VODCAST AND PODCAST: British monarchy and republic debate sparks career as an historian

10 May 2023

CQUniversity’s Dr Benjamin Jones was just 17 years old when the country last went to a referendum, on whether Australia should become a republic.

It was to change the course of history for the young man who would spend the next decades unfolding the complex issue.

Now a historian and academic, Dr Jones said he was just a few months too young to cast his own vote when the majority of Australians said ‘no’ to moving away from the British monarchy, which left him with many questions about why the nation voted the way it did.

“I wanted to know why my fellow citizens voted ‘no’ and what was the historical background to the question and where Australia may go in the future,” Dr Jones explained.

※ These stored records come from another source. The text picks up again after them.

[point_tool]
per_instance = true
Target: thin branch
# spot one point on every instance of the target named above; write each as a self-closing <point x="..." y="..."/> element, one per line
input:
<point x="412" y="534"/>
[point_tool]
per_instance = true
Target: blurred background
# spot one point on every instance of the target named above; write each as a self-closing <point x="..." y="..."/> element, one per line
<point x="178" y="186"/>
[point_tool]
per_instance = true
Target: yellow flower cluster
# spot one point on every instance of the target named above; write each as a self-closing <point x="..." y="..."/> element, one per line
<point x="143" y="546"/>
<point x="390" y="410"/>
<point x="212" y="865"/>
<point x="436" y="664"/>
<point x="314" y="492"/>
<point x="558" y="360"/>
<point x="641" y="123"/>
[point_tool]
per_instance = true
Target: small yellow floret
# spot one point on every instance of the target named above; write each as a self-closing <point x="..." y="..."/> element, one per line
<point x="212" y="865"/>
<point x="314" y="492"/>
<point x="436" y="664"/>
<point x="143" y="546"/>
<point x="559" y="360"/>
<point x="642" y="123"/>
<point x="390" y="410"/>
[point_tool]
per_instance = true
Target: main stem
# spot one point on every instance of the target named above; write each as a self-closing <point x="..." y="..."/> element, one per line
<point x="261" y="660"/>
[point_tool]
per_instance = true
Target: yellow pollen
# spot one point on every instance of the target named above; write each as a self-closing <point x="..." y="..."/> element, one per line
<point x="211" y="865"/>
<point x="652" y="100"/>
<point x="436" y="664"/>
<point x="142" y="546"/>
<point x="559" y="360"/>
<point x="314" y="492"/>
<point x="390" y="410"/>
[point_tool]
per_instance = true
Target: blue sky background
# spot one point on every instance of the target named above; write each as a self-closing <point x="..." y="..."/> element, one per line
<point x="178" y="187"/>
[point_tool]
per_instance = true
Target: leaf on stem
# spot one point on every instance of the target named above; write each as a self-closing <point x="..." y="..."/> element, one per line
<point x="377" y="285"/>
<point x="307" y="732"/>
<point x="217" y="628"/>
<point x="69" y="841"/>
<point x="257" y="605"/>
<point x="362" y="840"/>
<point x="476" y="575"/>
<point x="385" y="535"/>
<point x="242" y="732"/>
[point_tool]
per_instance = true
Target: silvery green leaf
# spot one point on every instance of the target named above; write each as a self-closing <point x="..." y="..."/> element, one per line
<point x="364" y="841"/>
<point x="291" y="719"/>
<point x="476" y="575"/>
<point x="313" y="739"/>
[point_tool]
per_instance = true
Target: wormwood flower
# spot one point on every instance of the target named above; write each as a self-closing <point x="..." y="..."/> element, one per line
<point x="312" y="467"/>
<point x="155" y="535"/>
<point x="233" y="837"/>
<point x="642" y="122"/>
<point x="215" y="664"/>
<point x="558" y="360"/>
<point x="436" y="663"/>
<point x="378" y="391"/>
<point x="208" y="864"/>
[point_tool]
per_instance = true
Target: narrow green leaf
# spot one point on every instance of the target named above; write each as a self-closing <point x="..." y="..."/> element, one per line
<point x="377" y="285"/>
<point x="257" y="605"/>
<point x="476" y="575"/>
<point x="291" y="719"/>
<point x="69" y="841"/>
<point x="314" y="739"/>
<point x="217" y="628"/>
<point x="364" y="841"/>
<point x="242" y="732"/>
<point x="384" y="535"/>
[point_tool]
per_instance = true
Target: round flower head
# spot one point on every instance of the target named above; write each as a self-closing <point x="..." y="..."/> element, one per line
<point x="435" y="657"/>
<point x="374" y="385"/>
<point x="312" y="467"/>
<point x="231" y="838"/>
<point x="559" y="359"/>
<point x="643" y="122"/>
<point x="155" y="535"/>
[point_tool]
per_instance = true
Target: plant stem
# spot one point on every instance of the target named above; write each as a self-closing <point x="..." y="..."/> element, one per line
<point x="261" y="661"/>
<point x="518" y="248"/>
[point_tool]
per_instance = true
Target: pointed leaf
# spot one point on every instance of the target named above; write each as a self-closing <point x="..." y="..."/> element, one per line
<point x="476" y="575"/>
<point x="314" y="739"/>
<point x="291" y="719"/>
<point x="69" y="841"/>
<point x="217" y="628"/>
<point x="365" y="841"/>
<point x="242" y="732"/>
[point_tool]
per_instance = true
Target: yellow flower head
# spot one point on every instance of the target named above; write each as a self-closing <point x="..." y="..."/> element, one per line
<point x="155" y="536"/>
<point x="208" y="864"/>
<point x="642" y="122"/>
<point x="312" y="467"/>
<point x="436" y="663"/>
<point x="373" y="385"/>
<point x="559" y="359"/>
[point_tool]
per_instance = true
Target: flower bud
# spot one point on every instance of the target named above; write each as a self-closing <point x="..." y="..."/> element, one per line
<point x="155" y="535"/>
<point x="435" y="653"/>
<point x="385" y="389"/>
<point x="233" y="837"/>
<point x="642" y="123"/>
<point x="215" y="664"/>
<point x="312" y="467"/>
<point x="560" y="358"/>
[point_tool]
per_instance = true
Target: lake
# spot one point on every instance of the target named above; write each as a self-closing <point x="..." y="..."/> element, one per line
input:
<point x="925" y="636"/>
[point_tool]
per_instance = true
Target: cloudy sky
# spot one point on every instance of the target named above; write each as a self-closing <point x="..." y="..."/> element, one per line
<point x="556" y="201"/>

As the focus of his Honours thesis and the centre of his later research as an academic, the subject provided him with many questions.

“Why a country that has such self-confidence, and such a sense of self, that seems to be this independent, progressive, multicultural nation in the Asia-Pacific, would look all the way to Great Britain and decide that with all of our citizens ... that we still fall back on this very medieval notion that there is a royal family who are just entitled to the position of Head of State?”

Dr Jones sheds some light on this popular topic in a CQUniversity vodcast and podcast hosted by Dean Stephen Dobson where he unravels the complexities and responsibilities of being an historian.

He said while there was so much online that historians had access to, there was still the need to dig into the physical archives at times – “those dusty old books” – particularly for those historians going down the PhD route.

“It’s like detective work, because it was only other humans with a certain amount of time and skills who sometimes just threw things in a box...”

He says history academics also have a duty to be writing for public consumption via the press and also make themselves available for broadcast media as much as they can.

“Historians are well placed not just to talk about what happened hundreds of years ago, but to join the dots about how they might be relevant for today.”